Allegedly, Alameda Research misused billions of dollars from FTX customers’ accounts. Besides, over $370 million worth of crypto funds appears to be missing in a possible hack
The FTX collapse saga continues with a range of fresh scandals. Apparently, the exchange’s native token was used as collateral by Alameda Research, the fund started by Bankman-Fried. The sister company was partially able to cover up its activity because the billions of assets it was trading were borrowed from FTX users.
Firstly, CNBC sources reported that the trading firm founded by Sam Bankman-Fried Alameda Research quietly used customer funds from his exchange FTX, while many employees and outside auditors were unaware of both the lack of liquidity and the potential misuse of customer deposits.
Moreover, none of the financial exchange between the two companies was disclosed to the customers themselves. Meanwhile, mixing customer funds with counterparties and trading them without explicit consent, according to the US securities legislation, is illegal.
In addition, the risk-management firm Elliptic discovered that more than $370 million worth of crypto funds appears to be missing from FTX accounts. The bankrupt FTX is now probing a potential hack and warning customers to stay off the FTX website.
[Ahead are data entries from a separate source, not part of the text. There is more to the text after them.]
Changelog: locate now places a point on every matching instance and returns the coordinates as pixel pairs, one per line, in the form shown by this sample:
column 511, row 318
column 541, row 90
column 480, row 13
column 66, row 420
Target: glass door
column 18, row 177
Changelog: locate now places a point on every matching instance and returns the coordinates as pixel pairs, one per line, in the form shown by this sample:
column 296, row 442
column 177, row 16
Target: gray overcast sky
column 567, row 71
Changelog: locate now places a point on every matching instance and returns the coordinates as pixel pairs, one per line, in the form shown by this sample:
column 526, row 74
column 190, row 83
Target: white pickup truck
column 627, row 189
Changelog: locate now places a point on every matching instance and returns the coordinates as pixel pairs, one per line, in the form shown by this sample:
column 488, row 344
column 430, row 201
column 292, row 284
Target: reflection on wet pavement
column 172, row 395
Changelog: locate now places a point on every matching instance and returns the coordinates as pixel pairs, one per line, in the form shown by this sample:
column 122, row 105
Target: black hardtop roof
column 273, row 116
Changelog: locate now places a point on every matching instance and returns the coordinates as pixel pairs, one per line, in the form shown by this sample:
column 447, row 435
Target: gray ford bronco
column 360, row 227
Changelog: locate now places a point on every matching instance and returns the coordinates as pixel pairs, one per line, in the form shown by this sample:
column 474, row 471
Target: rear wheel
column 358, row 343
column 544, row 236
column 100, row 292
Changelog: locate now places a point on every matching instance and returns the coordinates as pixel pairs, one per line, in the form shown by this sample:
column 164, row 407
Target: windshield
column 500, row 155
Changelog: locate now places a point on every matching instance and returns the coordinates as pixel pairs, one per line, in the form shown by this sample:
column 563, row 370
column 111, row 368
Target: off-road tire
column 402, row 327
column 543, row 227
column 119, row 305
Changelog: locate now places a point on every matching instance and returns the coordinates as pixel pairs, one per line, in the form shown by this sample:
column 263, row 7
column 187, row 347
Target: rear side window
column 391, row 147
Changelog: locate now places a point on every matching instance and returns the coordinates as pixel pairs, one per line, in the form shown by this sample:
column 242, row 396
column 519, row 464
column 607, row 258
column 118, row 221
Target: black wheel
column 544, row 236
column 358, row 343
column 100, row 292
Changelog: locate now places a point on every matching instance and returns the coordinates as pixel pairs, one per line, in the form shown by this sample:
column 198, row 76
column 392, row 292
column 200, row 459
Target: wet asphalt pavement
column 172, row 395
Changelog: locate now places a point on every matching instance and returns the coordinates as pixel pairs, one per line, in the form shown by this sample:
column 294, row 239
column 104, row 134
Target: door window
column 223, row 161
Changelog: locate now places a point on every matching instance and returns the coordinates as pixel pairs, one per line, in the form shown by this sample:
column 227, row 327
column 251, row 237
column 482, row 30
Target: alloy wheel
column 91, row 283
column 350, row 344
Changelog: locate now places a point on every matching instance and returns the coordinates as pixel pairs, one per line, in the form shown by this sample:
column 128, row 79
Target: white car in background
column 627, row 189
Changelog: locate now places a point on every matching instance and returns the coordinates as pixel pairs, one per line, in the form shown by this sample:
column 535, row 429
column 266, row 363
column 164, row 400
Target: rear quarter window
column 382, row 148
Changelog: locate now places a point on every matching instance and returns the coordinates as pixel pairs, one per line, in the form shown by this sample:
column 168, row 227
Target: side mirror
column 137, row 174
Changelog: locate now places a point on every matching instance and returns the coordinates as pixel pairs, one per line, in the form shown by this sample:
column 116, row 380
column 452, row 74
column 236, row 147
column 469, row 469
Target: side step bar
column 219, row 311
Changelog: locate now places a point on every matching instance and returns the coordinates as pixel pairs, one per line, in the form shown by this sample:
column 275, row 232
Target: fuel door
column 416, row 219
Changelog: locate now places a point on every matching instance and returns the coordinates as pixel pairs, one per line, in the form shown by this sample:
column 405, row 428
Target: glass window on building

The potential hack occurred Friday after the bankruptcy announcement. A rival crypto exchange stated Saturday it had some details about the alleged hacker and would help authorities in their investigation.
More than $220 million of the allegedly stolen tokens were quickly converted to the stablecoin dai or ether on decentralized exchanges. However, another $186 million were likely moved by FTX itself into secure storage after the bankruptcy filing.